Die ersten beiden Bilder ganz oben zeigen die Startbahn in Ost-West-Richtung gesehen. Rechts und links der Startbahn erkennt man etwas von den Sonnenkollektoren, die als eine der zivilen Nachnutzungen des Fliegerhorst eine riesige Fläche einnehmen. Das dritte Bild ist ein Blick in Richtung Rollfeld mit einem alten Betriebsgebäude und dem Tower. Die halbrunden Bauten sind Flugzeugbunker. Davor wieder Sonnenkollektoren. 

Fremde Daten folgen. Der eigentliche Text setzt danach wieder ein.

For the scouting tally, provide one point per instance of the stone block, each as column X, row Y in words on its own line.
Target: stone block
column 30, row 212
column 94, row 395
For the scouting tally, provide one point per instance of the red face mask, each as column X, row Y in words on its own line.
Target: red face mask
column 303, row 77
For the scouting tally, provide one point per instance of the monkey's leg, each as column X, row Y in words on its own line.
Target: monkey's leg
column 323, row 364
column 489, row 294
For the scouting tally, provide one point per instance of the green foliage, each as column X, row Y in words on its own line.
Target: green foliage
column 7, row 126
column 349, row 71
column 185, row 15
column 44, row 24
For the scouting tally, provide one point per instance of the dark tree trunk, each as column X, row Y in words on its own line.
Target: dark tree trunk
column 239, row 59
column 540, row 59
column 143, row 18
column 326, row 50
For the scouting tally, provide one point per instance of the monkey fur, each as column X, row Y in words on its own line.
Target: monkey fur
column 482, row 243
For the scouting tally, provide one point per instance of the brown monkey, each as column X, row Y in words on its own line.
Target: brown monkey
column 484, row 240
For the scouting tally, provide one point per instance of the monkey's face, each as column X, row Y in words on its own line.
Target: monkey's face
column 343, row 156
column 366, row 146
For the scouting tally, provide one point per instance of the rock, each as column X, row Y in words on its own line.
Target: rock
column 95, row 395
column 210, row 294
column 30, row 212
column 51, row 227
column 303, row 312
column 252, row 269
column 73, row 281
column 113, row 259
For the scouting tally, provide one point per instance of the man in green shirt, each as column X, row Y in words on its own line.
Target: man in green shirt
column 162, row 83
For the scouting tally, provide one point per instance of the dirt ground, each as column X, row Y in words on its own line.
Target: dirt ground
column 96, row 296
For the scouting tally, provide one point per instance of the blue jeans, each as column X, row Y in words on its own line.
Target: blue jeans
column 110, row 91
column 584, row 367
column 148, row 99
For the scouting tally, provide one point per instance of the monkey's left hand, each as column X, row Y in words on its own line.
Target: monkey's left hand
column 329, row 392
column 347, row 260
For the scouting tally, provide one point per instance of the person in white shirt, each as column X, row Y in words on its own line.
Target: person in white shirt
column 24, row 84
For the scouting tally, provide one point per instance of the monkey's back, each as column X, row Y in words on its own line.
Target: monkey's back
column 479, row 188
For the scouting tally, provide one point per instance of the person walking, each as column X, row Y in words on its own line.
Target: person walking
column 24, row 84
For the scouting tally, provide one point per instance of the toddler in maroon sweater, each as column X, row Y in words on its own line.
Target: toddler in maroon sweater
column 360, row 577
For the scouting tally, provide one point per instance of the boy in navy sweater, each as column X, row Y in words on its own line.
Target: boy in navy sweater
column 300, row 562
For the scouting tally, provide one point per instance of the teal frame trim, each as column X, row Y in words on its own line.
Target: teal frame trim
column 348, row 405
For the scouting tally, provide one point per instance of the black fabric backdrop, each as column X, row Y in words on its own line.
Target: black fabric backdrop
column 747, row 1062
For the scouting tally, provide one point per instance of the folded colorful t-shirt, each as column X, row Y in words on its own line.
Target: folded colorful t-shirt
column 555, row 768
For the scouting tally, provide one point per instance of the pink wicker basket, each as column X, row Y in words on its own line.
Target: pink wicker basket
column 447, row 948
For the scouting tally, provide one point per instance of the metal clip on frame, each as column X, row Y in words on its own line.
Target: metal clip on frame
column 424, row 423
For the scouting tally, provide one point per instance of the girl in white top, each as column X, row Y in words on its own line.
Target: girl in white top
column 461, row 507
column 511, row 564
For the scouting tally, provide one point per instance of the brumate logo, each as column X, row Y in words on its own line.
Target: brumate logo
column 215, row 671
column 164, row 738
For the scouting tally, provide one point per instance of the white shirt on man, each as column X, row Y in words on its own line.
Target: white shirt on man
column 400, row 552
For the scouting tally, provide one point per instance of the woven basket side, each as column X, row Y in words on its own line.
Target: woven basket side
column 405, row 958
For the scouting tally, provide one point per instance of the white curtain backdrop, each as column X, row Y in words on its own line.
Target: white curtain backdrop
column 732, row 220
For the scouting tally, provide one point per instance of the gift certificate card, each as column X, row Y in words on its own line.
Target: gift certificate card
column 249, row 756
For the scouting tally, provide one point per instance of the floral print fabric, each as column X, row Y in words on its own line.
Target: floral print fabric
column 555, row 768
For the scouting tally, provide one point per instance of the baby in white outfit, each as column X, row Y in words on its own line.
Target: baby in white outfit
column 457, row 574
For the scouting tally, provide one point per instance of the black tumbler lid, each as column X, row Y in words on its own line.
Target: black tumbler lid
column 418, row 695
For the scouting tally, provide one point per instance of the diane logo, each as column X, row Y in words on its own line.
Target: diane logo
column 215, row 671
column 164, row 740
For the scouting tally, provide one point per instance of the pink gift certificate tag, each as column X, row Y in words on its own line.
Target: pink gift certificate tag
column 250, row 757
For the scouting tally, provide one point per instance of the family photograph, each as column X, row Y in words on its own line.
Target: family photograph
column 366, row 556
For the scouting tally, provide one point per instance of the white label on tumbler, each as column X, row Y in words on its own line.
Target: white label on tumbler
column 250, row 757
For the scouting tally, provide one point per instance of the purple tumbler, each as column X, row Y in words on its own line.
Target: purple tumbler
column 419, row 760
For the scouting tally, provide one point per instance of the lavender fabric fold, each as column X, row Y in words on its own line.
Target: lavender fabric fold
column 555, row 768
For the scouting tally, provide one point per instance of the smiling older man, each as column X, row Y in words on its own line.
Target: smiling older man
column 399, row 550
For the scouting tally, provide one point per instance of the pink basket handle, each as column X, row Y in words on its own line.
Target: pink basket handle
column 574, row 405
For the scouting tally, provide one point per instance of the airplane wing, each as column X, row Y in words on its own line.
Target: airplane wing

Das erste Bild unterhalb dieses Textblocks zeigt einen Treibstoffbunker, das zweite Bild den Tower und einen Flugzeugbunker. Ebenso ist auf dem dritten Foto ein Flugzeugbunker zu sehen.  



















Es folgt ein Foto von einem der zahlreichen Betriebsgebäude, darunter ein Bild mit der Hauptwache. Die Gebäude der Wache und des Kasernenbereiches sind teils noch die ersten Gebäude aus dem Jahre 1915. Das Foto darunter zeigt ebenfalls ein solches Gebäude. Das letzte Bild ist ein Blick durch den Zaun auf die ehemalige Kommandantur (Baujahr 1915). Bemerkenswert sind auch die alten Parkbäume.